Je profite de ce jour de Pentecôte ( lundi ) pour avancer, jeter ici toutes les idées qui m’occupent. Cette fête célèbre le cinquantième jour à partir de Pâques, on dit aussi qu’elle représente une « effusion » qui jaillit sur les disciples du Christ. Enfin, elle clôt un cycle certainement lié à l’agraire. Le loup a fait son oeuvre, la nature renaît. Ce qui me fait penser à cette connaissance ancestrale, probablement préhistorique des cycles de la nature, et à ces gardiens qui prenaient la forme de loups-garous dans l’imaginaire collectif. A l’origine ils n’étaient pas ces caricatures hollywoodiennes qu’on nous présente dans des films d’horreur ; cela n’est qu’une résultante de la main mise de l’Eglise sur des connaissances païennes.

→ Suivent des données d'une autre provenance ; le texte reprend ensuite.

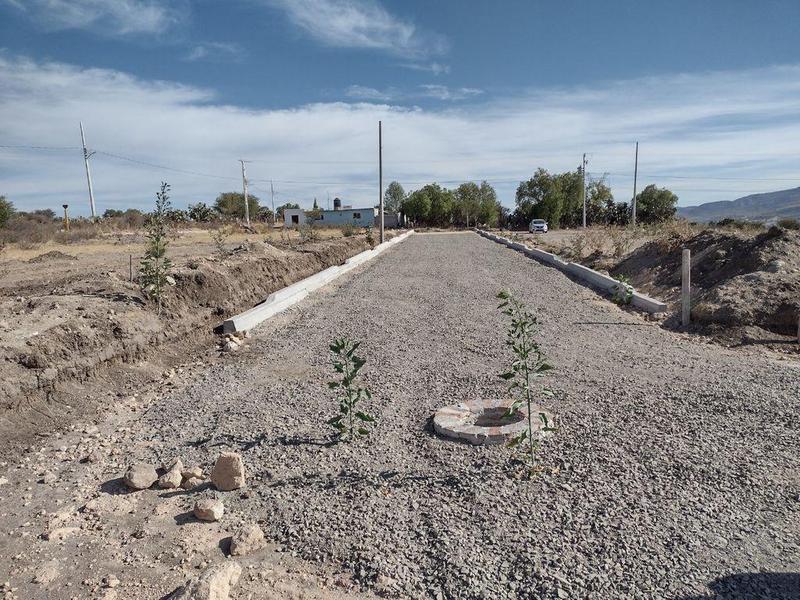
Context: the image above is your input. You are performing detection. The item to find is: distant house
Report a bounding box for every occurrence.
[283,206,377,228]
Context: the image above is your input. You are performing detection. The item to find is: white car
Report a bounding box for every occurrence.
[529,219,548,233]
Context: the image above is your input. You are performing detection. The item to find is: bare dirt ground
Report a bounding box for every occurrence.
[0,232,796,599]
[513,224,800,350]
[0,227,383,455]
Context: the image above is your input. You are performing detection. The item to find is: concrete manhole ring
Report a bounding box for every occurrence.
[433,398,554,446]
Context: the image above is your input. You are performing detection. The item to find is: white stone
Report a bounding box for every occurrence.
[194,499,224,522]
[158,468,183,489]
[211,453,245,491]
[170,561,241,600]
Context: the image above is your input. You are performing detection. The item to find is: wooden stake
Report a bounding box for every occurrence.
[681,248,691,327]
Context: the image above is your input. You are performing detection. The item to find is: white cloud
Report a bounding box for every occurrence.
[268,0,447,58]
[418,85,483,101]
[400,62,450,76]
[3,0,179,35]
[185,42,245,63]
[345,84,483,102]
[2,54,800,216]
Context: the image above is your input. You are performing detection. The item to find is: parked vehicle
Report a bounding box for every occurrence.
[529,219,549,233]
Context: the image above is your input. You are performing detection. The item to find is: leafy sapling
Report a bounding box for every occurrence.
[327,337,376,441]
[497,290,557,467]
[140,182,175,314]
[612,274,634,305]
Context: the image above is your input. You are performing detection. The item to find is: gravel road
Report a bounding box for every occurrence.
[135,232,799,598]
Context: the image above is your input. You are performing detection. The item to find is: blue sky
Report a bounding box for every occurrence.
[1,0,800,215]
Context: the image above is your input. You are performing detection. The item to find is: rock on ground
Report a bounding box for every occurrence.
[194,499,224,522]
[122,463,158,490]
[168,561,241,600]
[229,524,264,556]
[210,452,245,491]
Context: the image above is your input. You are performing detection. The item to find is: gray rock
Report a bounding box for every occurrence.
[123,463,158,490]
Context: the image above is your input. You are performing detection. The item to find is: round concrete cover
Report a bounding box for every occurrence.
[433,398,554,446]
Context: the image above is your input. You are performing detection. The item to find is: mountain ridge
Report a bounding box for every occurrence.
[678,186,800,222]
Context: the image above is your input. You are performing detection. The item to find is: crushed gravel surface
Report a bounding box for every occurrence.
[136,232,800,599]
[4,232,794,599]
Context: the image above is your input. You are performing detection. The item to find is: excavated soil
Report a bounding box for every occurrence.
[0,231,388,456]
[610,226,800,341]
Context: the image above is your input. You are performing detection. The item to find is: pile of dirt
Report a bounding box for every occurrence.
[28,250,79,263]
[0,233,387,454]
[611,226,800,336]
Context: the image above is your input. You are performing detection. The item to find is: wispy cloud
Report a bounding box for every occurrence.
[3,0,180,35]
[268,0,447,58]
[184,42,245,63]
[400,62,450,76]
[345,84,483,102]
[2,54,800,215]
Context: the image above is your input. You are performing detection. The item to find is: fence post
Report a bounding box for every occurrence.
[681,248,691,327]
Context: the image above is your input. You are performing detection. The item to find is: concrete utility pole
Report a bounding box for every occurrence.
[681,248,691,327]
[239,160,250,226]
[632,141,639,226]
[581,153,588,228]
[378,120,384,243]
[79,122,97,219]
[270,179,276,224]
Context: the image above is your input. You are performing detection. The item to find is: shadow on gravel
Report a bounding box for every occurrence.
[187,432,269,451]
[173,510,198,526]
[99,477,134,496]
[678,572,800,600]
[275,435,336,448]
[571,321,651,326]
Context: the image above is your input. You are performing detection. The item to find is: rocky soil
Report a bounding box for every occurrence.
[0,232,797,599]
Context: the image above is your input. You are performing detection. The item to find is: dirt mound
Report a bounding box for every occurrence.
[28,250,78,263]
[612,226,800,335]
[0,233,387,454]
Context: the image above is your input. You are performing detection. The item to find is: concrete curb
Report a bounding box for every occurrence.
[221,231,415,333]
[475,229,667,314]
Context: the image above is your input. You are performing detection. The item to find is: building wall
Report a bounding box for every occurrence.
[283,208,306,227]
[314,208,376,227]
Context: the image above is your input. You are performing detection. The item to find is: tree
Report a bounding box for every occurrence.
[402,190,431,224]
[477,181,500,227]
[276,202,300,219]
[585,179,614,225]
[636,184,678,224]
[140,182,174,315]
[188,202,215,222]
[103,209,124,219]
[0,196,13,228]
[515,169,565,228]
[424,184,454,226]
[384,181,406,215]
[214,192,260,220]
[453,182,481,227]
[312,197,319,211]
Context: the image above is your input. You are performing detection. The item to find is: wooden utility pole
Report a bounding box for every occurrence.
[632,141,639,226]
[581,153,588,228]
[681,248,691,327]
[239,160,250,226]
[62,204,70,232]
[79,122,97,219]
[378,121,384,243]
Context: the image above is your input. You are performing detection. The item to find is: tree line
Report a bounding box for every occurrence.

Combien de milliers d’années faut-il pour oublier tout un savoir, pour qu’il meurt deux fois. Il y a peu on réinventait les haies, les bosquets. Grande trouvaille scientifique. Cependant que ce « nouveau savoir » ne s’embarrasse plus de ce qu’on nomme superstitions désormais. La science d’aujourd’hui, nouvelle religion tout aussi orgueilleuse, vaniteuse que tant d’autres est une couche supplémentaire d’oubli, et qui nous aura totalement coupé de tout un monde autrefois enchanté. Peut-être qu’au bout du compte un nouvel enchantement naîtra de tout cela, car j’imagine qu’on peut prendre la réalité par tous les plis, le même mystère, la même énigme n’en sera pas mieux résolue. Accepter ce mystère c’est retrouver une place avec la modestie, l’humilité qui la caractérise.

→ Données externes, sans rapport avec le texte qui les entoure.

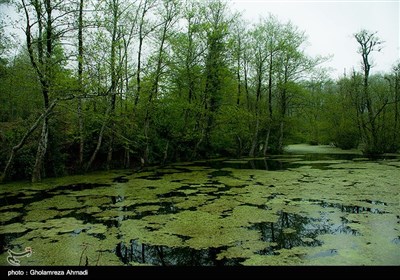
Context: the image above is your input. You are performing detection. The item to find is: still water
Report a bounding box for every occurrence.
[1,145,399,265]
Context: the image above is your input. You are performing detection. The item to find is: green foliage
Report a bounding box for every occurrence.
[1,0,398,182]
[333,122,360,150]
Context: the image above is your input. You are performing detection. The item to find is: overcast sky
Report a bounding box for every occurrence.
[230,0,399,79]
[1,0,398,79]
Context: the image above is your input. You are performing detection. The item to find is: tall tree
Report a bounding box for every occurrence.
[263,15,283,155]
[275,22,325,152]
[388,62,400,151]
[354,29,384,154]
[77,0,84,168]
[201,0,230,156]
[86,0,126,171]
[143,0,180,164]
[247,22,268,157]
[134,0,157,106]
[22,0,55,182]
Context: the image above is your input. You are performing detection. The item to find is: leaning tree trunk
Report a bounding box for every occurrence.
[86,105,111,172]
[1,100,58,183]
[263,126,271,156]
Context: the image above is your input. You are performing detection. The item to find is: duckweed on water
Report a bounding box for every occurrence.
[0,212,21,223]
[1,147,399,265]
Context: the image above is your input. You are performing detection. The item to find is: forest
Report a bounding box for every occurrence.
[0,0,399,183]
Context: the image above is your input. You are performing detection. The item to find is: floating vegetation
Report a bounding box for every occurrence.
[0,148,399,265]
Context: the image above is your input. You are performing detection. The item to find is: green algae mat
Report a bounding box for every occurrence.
[1,145,399,265]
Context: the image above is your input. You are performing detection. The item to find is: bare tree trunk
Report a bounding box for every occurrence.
[105,0,119,170]
[31,120,49,182]
[394,73,399,148]
[162,141,169,165]
[249,63,262,157]
[86,106,111,172]
[106,122,115,170]
[263,126,271,156]
[143,112,151,165]
[135,0,153,107]
[264,51,274,156]
[192,128,205,160]
[77,0,84,168]
[124,147,130,168]
[249,117,259,157]
[278,120,284,153]
[28,0,53,182]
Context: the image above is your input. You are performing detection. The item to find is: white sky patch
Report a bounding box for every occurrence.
[230,0,399,79]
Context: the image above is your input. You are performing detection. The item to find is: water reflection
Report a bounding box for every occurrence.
[1,151,397,266]
[116,241,242,266]
[190,153,398,172]
[115,211,357,265]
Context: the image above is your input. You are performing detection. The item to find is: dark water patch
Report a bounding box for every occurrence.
[240,203,271,210]
[267,193,285,200]
[0,231,29,254]
[158,191,187,198]
[50,183,111,193]
[186,154,364,171]
[137,175,162,180]
[116,240,243,266]
[0,184,108,209]
[208,170,232,177]
[112,176,129,183]
[0,215,25,226]
[250,212,325,253]
[169,167,195,173]
[365,154,400,161]
[0,193,23,207]
[111,195,124,204]
[137,168,193,180]
[90,233,107,240]
[249,210,359,258]
[176,185,196,191]
[196,158,292,171]
[56,211,100,226]
[205,180,220,186]
[157,201,179,215]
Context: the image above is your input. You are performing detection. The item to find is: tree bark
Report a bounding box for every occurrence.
[85,106,110,172]
[31,120,49,182]
[77,0,84,168]
[106,0,119,170]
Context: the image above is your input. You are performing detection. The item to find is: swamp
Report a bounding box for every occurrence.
[1,145,399,266]
[0,0,399,267]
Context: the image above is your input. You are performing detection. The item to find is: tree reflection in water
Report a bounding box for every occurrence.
[115,210,357,265]
[116,241,243,266]
[253,211,341,254]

La vitalité des symboles s’estompe comme la vigueur des êtres. Un moment d’hésitation ensuite entre mort et renaissance, le mystère réside, seul, imputrescible. La fête des sept semaines était autrefois nommée « Chavouot » chez les hébreux et elle était inscrite cinquante jours après Pessa’h. Mais déjà à l’avènement du second Temple cette fête appartenant à un univers de pensée prophétique s’estompe pour laisser la place à un rituel sacerdotal, qui semble dépourvu de ses véritables raisons d’être. J’aime me dire qu’il s’agit de la fête des moissons tout simplement. Même si derrière cette apparente simplicité le mystère reste intact, qu’il me touche d’autant qu’il reste intact.

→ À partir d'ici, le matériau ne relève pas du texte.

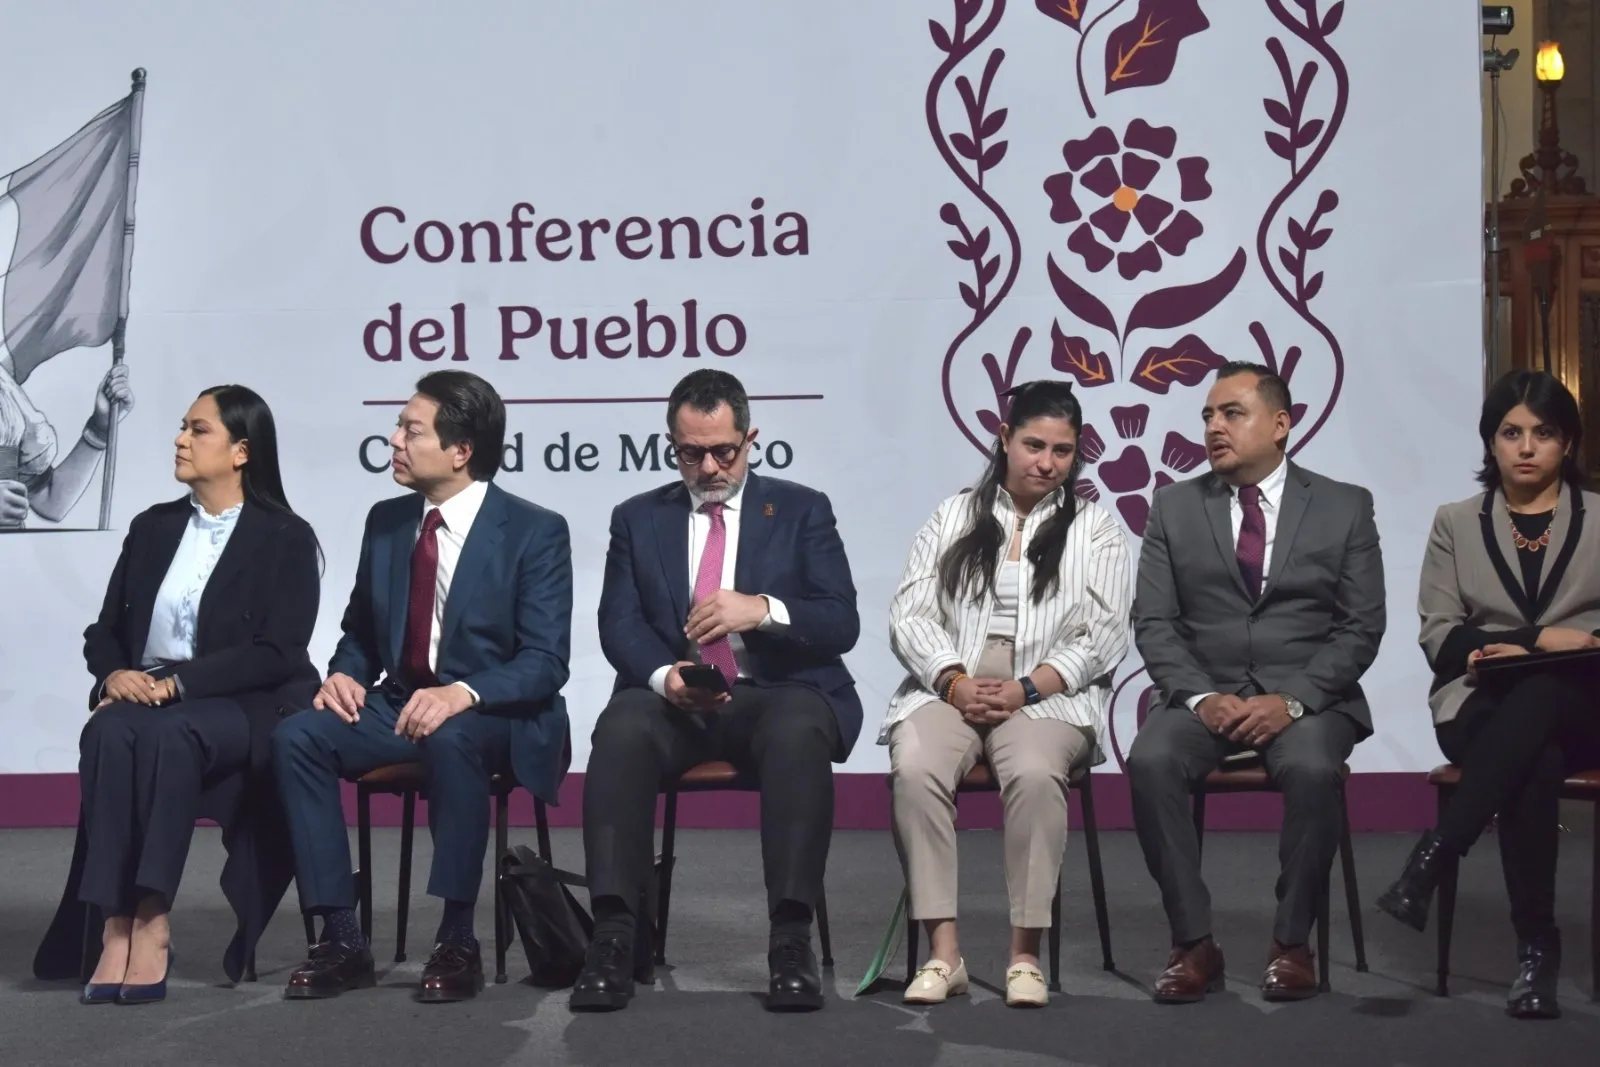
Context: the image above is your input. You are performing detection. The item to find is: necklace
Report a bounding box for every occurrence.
[1508,502,1557,553]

Je travaille malgré tout cet après-midi. Il y a eut trop de jours de congé ces dernières semaines en raison des vacances de printemps, et des ponts du mois de mai. Le groupe de C. est désormais réduit à cinq personnes. Celles qui voulaient obtenir de beaux tableaux réalisés à partir de modèles, comme de beaux miroirs leur renvoyant leur belle image sont parties. Et c’est étrange comme ce malentendu me renforce d’autant dans mes convictions concernant la peinture. La peinture n’est pas là pour peindre le réel de cette façon, celle que nous connaissons depuis Mathusalem, celle que nous aura imposé la Renaissance surtout. En ce moment je fais travailler tous les ateliers sur les œuvres de Joan Mitchell. j’ai moi-même réalisé un petit tableau à la peinture acrylique tout de jaune et d’orangé avec quelques ombres de parme et de bleu foncé, si j’ai le temps cette semaine je le finirai à l’huile pour atteindre, je l’espère, à toute la profondeur que j’y ai entrevue.
Je continue à scanner mes vieux négatifs au hasard de ce que renferme les pochettes cristal. Retrouvé toute une série sur un festival de Cannes. Je me souviens de ma déception sous l’agrandisseur en voyant ces négatifs. Les acteurs disparaissaient sous la foule, on ne voyait qu’une marée humaine. Je les redécouvre aujourd’hui et je leur trouve un tout autre sens.